Here is a statistic directly from Google: Subway sold 140% more sandwiches through RCS ads via SMS. It shows just how effective (and attention-seeking) rich content can be. A few Google case studies discuss consumer-oriented applications for RCS’s rich feature-set. Check out these examples:
Overall, it seems that Google wants to use RCS messages for secret advertising just as much as for useful customer interaction. However, I do not believe that these two can co-exist – marketing is not just a place for meaningful conversation. Other chat services realized this fact long ago and implemented business-to-consumer messaging in a much less cumbersome way.
Marketing is not just a place for meaningful conversations.
WhatsApp, for example, offers a similar service but has one Strict internal policy Program management. In addition to requiring pre-approval from WhatsApp, businesses must explicitly collect user consent before initiating any communication on the platform. Even then, they can only start chatting with pre-authorized Message template. This policy only allows certain canned updates (pictured below) and maybe occasional marketing messages.
Dhruv Bhutani / Android Authority
Although I have received WhatsApp messages from numerous local businesses in the last few years, they have never surprised me. In contrast, the free method of RCS for everyone seems to be suitable for abuse. With no oversight or approval process, it’s no surprise that spam has already overwhelmed the platform.
To be clear, I don’t think Google is actively promoting spam. RCS is an open and manageable protocol, similar to email and SMS. But even if Google can’t control the source of the spam, it will be able to fully detect it once it arrives on the Jibe network or on your smartphone. I further argue that the Jibe website should not highlight misleading business advertising as an RCS “success story”.
See also: Google still doesn’t understand what privacy means
Can Google protect RCS from spam?
Robert Triggs / Android Authority
So what can Google do to improve the frustrating RCS experience? One approach is to regain more control over RCS’s business communications division, especially for services based on its Jibe platform. Instead of trusting third-party message aggregators and carriers to their own police, Google may impose some rate-limiting and restraint.
For now, though, improving automatic spam detection for Google Messages seems like an easy win. That’s not to say too much – Google’s spam filter drove Gmail to success a decade ago. If it manages to accomplish something similar to SMS (and RCS), then Google Messages could actually become a selling point for Android. However, it remains to be seen whether Google even wants to stop this practice.

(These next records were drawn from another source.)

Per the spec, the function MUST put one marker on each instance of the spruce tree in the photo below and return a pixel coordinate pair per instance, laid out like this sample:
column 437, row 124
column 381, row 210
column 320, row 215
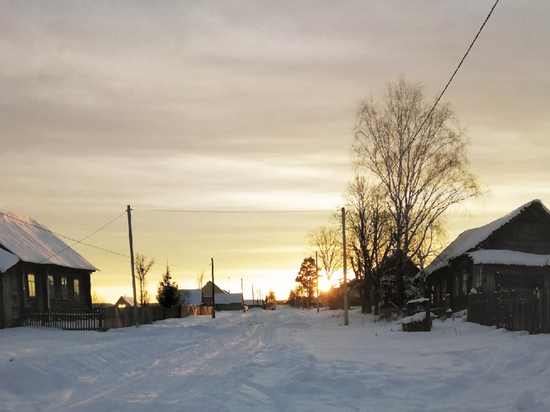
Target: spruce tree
column 167, row 294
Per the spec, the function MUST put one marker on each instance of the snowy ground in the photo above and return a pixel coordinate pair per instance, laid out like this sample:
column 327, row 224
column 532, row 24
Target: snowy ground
column 283, row 360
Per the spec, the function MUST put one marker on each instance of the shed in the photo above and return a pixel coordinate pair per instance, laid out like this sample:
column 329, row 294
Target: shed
column 207, row 293
column 229, row 301
column 512, row 252
column 38, row 270
column 191, row 297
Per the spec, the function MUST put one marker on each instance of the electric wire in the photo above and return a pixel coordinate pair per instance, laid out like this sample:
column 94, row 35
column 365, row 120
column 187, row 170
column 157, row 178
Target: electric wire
column 84, row 238
column 456, row 70
column 45, row 229
column 235, row 211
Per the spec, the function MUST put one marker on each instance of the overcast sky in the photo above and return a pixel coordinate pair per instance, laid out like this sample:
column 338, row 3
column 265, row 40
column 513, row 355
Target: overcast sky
column 247, row 105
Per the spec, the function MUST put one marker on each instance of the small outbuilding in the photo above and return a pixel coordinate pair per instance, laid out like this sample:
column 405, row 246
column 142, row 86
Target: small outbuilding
column 510, row 253
column 229, row 301
column 191, row 297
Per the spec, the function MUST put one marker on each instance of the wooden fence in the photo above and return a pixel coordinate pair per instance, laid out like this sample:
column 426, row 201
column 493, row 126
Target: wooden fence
column 67, row 320
column 512, row 310
column 110, row 317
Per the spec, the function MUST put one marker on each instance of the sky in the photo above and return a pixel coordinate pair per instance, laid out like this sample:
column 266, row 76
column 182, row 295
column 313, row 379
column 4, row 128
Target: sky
column 247, row 106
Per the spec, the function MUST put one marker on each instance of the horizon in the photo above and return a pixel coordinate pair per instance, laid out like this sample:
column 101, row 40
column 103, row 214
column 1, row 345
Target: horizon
column 247, row 106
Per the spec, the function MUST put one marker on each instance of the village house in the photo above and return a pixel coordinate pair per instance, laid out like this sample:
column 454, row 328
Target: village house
column 511, row 253
column 125, row 302
column 38, row 271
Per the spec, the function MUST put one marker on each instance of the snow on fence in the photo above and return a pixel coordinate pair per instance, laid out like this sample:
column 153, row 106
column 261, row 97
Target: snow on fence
column 512, row 310
column 67, row 320
column 108, row 318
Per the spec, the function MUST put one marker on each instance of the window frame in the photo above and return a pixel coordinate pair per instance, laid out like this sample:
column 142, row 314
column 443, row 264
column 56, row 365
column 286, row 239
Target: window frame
column 64, row 288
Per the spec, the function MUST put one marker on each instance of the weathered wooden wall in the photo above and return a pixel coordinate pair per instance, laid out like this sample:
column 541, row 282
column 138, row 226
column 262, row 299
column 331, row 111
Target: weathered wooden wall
column 512, row 310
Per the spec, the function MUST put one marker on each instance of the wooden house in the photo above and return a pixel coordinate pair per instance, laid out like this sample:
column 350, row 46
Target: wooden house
column 207, row 293
column 191, row 297
column 229, row 301
column 38, row 271
column 512, row 252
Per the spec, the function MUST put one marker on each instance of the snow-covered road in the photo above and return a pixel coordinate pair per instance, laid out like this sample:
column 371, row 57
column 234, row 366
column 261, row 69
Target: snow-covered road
column 283, row 360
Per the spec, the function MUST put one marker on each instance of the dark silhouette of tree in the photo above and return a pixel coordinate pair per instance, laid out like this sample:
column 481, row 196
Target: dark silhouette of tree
column 328, row 242
column 168, row 295
column 142, row 267
column 307, row 276
column 419, row 161
column 370, row 240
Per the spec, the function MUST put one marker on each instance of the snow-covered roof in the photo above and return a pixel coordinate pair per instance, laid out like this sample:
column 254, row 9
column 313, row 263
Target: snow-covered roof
column 32, row 242
column 471, row 238
column 228, row 298
column 7, row 260
column 192, row 297
column 509, row 257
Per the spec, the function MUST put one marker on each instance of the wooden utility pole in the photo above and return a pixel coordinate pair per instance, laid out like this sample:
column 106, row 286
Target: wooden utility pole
column 345, row 285
column 317, row 273
column 129, row 211
column 213, row 292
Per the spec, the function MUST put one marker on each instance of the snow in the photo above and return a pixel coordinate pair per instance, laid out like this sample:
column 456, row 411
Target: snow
column 283, row 360
column 417, row 317
column 32, row 242
column 228, row 298
column 509, row 257
column 7, row 260
column 473, row 237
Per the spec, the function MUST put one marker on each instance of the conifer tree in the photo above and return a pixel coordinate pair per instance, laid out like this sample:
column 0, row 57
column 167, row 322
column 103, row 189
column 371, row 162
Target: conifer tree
column 168, row 295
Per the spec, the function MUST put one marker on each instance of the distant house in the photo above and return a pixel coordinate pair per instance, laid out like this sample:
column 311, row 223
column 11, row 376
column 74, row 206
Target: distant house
column 125, row 302
column 207, row 293
column 38, row 271
column 229, row 301
column 512, row 252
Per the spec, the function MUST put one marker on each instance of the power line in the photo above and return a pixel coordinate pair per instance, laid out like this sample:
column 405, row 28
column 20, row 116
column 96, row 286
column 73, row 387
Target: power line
column 456, row 70
column 84, row 238
column 45, row 229
column 236, row 211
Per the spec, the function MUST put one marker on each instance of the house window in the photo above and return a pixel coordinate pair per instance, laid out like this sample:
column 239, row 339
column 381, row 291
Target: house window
column 464, row 283
column 479, row 279
column 64, row 289
column 76, row 289
column 51, row 287
column 32, row 285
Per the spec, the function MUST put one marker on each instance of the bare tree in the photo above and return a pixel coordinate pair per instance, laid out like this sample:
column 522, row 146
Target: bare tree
column 142, row 268
column 327, row 241
column 419, row 158
column 369, row 236
column 200, row 278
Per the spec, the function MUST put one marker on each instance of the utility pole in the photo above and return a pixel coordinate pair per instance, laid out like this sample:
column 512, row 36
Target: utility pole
column 213, row 292
column 345, row 285
column 129, row 211
column 242, row 295
column 317, row 273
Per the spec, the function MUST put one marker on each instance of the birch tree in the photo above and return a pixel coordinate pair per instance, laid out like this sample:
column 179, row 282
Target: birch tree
column 419, row 158
column 142, row 267
column 327, row 241
column 370, row 239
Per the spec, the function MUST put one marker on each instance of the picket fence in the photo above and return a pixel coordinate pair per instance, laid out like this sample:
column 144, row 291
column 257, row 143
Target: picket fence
column 106, row 318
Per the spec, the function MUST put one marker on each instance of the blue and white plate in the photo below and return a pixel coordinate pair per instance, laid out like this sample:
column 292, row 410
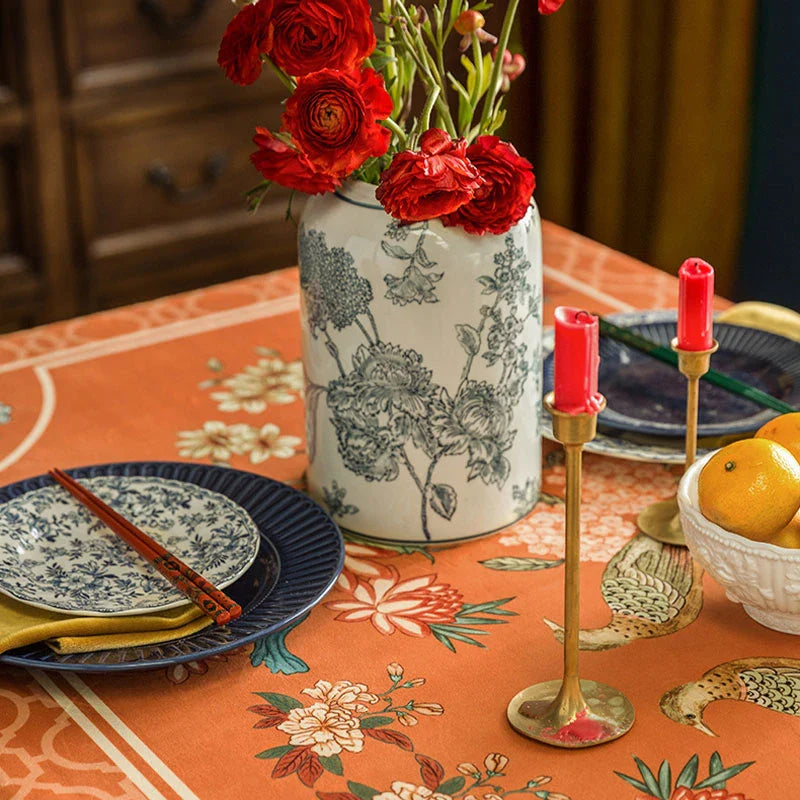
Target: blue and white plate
column 55, row 554
column 648, row 397
column 300, row 555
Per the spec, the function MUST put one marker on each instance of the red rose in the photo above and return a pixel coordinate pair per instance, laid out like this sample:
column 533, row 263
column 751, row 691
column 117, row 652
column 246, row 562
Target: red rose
column 278, row 162
column 333, row 116
column 427, row 184
column 248, row 35
column 550, row 6
column 311, row 35
column 504, row 198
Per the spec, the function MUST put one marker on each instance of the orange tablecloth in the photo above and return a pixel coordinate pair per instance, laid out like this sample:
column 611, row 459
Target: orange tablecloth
column 145, row 382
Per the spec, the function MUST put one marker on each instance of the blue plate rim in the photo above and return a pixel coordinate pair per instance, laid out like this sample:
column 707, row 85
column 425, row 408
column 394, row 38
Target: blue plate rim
column 29, row 484
column 621, row 423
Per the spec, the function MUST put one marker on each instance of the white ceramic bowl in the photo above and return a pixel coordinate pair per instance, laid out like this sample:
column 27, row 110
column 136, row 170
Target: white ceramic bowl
column 764, row 578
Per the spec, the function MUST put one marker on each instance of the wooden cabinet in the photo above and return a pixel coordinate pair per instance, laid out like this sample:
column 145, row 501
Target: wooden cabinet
column 124, row 157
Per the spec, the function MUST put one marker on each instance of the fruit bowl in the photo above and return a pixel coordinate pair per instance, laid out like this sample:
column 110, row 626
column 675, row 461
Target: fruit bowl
column 763, row 577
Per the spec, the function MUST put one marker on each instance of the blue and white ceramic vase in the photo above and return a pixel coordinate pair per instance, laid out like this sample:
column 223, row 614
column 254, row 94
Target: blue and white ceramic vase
column 422, row 354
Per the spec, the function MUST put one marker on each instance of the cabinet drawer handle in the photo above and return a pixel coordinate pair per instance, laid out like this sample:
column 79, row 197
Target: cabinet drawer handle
column 169, row 27
column 161, row 175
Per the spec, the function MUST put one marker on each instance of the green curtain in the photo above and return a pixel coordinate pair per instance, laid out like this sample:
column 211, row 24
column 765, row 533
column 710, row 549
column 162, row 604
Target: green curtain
column 636, row 114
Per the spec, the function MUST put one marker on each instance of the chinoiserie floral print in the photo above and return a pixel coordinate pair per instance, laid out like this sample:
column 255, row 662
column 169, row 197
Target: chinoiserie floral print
column 270, row 381
column 334, row 719
column 371, row 590
column 486, row 780
column 65, row 549
column 391, row 415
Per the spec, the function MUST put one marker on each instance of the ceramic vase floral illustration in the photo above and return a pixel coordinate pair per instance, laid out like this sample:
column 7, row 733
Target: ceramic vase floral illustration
column 422, row 355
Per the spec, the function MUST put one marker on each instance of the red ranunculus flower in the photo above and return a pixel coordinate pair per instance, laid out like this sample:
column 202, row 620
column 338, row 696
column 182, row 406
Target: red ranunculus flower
column 506, row 194
column 333, row 117
column 278, row 162
column 550, row 6
column 424, row 184
column 248, row 35
column 311, row 35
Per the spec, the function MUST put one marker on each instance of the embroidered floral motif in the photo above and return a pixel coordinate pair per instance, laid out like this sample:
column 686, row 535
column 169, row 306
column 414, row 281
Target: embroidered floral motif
column 270, row 381
column 343, row 716
column 215, row 439
column 486, row 783
column 265, row 442
column 415, row 607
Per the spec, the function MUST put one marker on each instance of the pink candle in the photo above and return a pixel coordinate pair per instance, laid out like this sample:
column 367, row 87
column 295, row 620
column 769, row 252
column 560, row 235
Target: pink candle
column 695, row 305
column 577, row 359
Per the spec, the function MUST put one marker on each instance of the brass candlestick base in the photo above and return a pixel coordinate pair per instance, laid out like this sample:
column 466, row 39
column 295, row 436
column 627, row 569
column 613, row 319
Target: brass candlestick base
column 571, row 713
column 661, row 521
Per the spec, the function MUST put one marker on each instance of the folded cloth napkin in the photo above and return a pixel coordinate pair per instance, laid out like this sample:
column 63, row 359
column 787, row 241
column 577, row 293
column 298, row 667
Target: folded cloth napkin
column 21, row 624
column 765, row 317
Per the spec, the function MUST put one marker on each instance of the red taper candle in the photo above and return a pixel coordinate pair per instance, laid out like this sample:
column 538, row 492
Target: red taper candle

Our acceptance: Google’s RCS push is a little too late
If you’re wondering how WhatsApp manages to keep things in check, the platform Limits The number of new chats that can start a business in a 24-hour period It also includes a per-conversion pricing model. Finally, if multiple users block reports, flags, or chats, those limits are automatically downgraded.
Ads in Google Messages could eventually lead to a massive boycott of RCS
Google needs to take precautionary measures before RCS-based advertising and marketing messages become more prevalent. This will motivate an even larger percentage of Android users to completely disable chat features, reduce RCS acceptance and increase fragmentation.
Both segmentation and limited acceptance should be of particular concern to Google. The company has been trying for some time in Apple’s court to accept RCS on iPhones. Needless to say, this will not happen with the promotion of unwanted ads on the platform. After all, Apple’s iMessage platform Prohibits Practice and that policy will probably not change anytime soon.